Pope Francis’ recent papal encyclical Laudato Si identified the intensive use of fossil fuels as a major aggravating factor in anthropogenic global warming.

Now Sydney Anglican diocese’s investment arm, the $262 million Glebe Administration Board (GAB), wants to divest from fossil fuels altogether or set targets for “carbon reduction” across its entire portfolio.

But this means choosing to ignore coal investment’s potential economic benefits – and its benefits to the world’s poorer emerging populations.

Christian investment funds should certainly think carefully about where they put their money. There is no godly reason why they should invest in the gambling industry.

But there is no moral equivalence between investing in pokies and investing in coal. Gambling never did anyone any good, but the same can’t be said about coal.

Oil giant BP reports that use of coal has grown four times faster than renewables and 2.8 times faster than oil over the past decade. Investment interest in fossil fuels and the supply of cheap energy is booming.

Coal has helped lift the living standards of hundreds of millions of the world’s poor by providing a cheap source of energy that has a huge, economy-wide impact.

Coal also happens to be Australia’s second most valuable export after iron ore and supplies the fuel for our own electricity networks.

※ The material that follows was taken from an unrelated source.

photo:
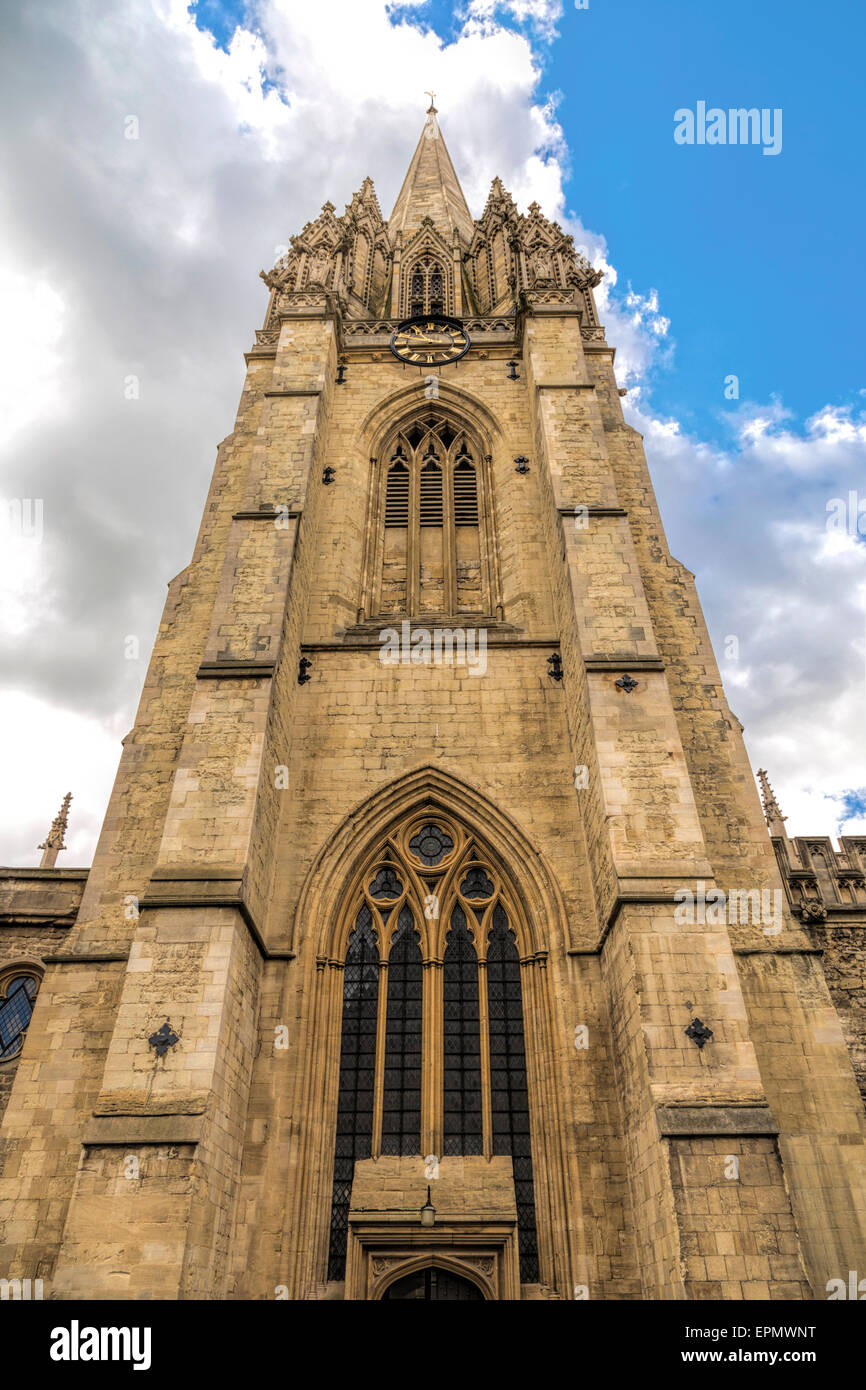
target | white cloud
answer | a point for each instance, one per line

Divesting from fossil fuels may be fashionable but it is also immoral. Quite apart from putting domestic jobs at risk, ‘ethical’ attacks on the coal industry threaten the livelihoods of hundreds of millions of people in developing economies.

The Sydney GAB fund managers will be the latest to jump with their misplaced ideals on to the bandwagon of climate correctness when they take their revised policy to the diocese’s Standing Committee later in the year for endorsement.

A truly ethical investment policy aims to help the world’s poor. Instead, the flawed reasoning of environmental activism threatens only real economic and moral harm.